Merge tag 'trace-v6.18-2' of git://git.kernel.org/pub/scm/linux/kernel/git/trace/linux-trace

Pull tracing clean up and fixes from Steven Rostedt:

- Have osnoise tracer use memdup_user_nul()

The function osnoise_cpus_write() open codes a kmalloc() and then a
copy_from_user() and then adds a nul byte at the end which is the
same as simply using memdup_user_nul().

- Fix wakeup and irq tracers when failing to acquire calltime

When the wakeup and irq tracers use the function graph tracer for
tracing function times, it saves a timestamp into the fgraph shadow
stack. It is possible that this could fail to be stored. If that
happens, it exits the routine early. These functions also disable
nesting of the operations by incremeting the data "disable" counter.
But if the calltime exits out early, it never increments the counter
back to what it needs to be.

Since there's only a couple of lines of code that does work after
acquiring the calltime, instead of exiting out early, reverse the if
statement to be true if calltime is acquired, and place the code that
is to be done within that if block. The clean up will always be done
after that.

- Fix ring_buffer_map() return value on failure of __rb_map_vma()

If __rb_map_vma() fails in ring_buffer_map(), it does not return an
error. This means the caller will be working against a bad vma
mapping. Have ring_buffer_map() return an error when __rb_map_vma()
fails.

- Fix regression of writing to the trace_marker file

A bug fix was made to change __copy_from_user_inatomic() to
copy_from_user_nofault() in the trace_marker write function. The
trace_marker file is used by applications to write into it (usually
with a file descriptor opened at the start of the program) to record
into the tracing system. It's usually used in critical sections so
the write to trace_marker is highly optimized.

The reason for copying in an atomic section is that the write
reserves space on the ring buffer and then writes directly into it.
After it writes, it commits the event. The time between reserve and
commit must have preemption disabled.

The trace marker write does not have any locking nor can it allocate
due to the nature of it being a critical path.

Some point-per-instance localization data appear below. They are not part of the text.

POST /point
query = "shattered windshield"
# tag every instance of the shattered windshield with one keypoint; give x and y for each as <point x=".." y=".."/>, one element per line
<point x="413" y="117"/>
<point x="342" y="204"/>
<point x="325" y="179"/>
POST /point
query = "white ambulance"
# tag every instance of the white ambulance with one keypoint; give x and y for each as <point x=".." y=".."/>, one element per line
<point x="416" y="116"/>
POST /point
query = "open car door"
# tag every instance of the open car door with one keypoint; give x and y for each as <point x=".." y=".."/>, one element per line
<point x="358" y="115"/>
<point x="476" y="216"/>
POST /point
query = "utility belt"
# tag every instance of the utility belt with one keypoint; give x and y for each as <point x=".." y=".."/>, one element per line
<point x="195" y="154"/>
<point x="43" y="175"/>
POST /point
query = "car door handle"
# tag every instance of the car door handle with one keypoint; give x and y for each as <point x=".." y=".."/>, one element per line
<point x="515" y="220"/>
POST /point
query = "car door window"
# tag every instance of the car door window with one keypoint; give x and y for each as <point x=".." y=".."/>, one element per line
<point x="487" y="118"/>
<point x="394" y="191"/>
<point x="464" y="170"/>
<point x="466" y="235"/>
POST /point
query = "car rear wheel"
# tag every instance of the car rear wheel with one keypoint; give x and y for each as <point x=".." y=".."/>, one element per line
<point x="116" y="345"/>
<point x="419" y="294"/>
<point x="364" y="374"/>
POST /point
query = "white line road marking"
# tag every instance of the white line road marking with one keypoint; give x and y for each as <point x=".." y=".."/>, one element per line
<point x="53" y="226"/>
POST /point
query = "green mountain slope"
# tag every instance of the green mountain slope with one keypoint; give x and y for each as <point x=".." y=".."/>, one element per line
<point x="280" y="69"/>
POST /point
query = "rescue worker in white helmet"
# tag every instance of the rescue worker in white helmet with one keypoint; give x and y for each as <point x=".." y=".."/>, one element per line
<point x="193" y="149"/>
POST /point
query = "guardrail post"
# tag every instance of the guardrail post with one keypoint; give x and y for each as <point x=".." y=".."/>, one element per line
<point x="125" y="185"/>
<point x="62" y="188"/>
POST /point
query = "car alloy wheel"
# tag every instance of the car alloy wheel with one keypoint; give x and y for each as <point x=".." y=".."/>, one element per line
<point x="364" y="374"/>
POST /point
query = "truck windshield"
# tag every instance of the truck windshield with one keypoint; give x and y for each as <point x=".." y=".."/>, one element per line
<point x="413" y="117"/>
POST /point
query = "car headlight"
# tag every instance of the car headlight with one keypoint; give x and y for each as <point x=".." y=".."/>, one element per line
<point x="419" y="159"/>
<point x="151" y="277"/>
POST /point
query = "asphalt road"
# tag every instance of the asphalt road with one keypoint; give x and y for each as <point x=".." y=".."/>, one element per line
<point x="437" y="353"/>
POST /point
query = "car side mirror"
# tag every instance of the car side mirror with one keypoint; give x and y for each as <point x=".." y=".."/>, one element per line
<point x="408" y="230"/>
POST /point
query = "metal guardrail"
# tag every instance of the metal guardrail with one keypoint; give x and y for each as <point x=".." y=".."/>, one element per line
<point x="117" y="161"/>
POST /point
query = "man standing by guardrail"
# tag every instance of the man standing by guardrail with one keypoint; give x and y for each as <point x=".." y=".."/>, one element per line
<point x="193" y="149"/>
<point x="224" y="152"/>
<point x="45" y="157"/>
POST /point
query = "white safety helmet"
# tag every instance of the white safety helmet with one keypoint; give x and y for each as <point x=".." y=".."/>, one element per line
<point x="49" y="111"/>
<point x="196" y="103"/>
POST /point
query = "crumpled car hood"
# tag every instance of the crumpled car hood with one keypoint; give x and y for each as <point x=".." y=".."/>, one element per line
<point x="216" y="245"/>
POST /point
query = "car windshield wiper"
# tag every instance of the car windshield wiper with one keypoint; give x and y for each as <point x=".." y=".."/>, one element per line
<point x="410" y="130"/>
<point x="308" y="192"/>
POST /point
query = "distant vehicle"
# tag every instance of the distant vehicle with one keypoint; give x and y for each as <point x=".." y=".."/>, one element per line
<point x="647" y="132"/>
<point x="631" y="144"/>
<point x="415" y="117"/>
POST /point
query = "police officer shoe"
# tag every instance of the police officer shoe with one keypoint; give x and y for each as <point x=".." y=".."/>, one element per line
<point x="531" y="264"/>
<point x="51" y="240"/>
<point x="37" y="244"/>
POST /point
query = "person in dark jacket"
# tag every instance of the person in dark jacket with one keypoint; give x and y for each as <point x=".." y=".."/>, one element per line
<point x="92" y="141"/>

Unfortunately, converting __copy_from_user_inatomic() to
copy_from_user_nofault() caused a regression in Android. Now all the
writes from its applications trigger the fault that is rejected by
the _nofault() version that wasn't rejected by the _inatomic()
version. Instead of getting data, it now just gets a trace buffer
filled with:

tracing_mark_write: <faulted>

To fix this, on opening of the trace_marker file, allocate per CPU
buffers that can be used by the write call. Then when entering the
write call, do the following:

preempt_disable();
cpu = smp_processor_id();
buffer = per_cpu_ptr(cpu_buffers, cpu);
do {
cnt = nr_context_switches_cpu(cpu);
migrate_disable();
preempt_enable();
ret = copy_from_user(buffer, ptr, size);
preempt_disable();
migrate_enable();
} while (!ret && cnt != nr_context_switches_cpu(cpu));
if (!ret)
ring_buffer_write(buffer);
preempt_enable();

This works similarly to seqcount. As it must enabled preemption to do
a copy_from_user() into a per CPU buffer, if it gets preempted, the
buffer could be corrupted by another task.

To handle this, read the number of context switches of the current
CPU, disable migration, enable preemption, copy the data from user
space, then immediately disable preemption again. If the number of
context switches is the same, the buffer is still valid. Otherwise it
must be assumed that the buffer may have been corrupted and it needs
to try again.

Now the trace_marker write can get the user data even if it has to
fault it in, and still not grab any locks of its own.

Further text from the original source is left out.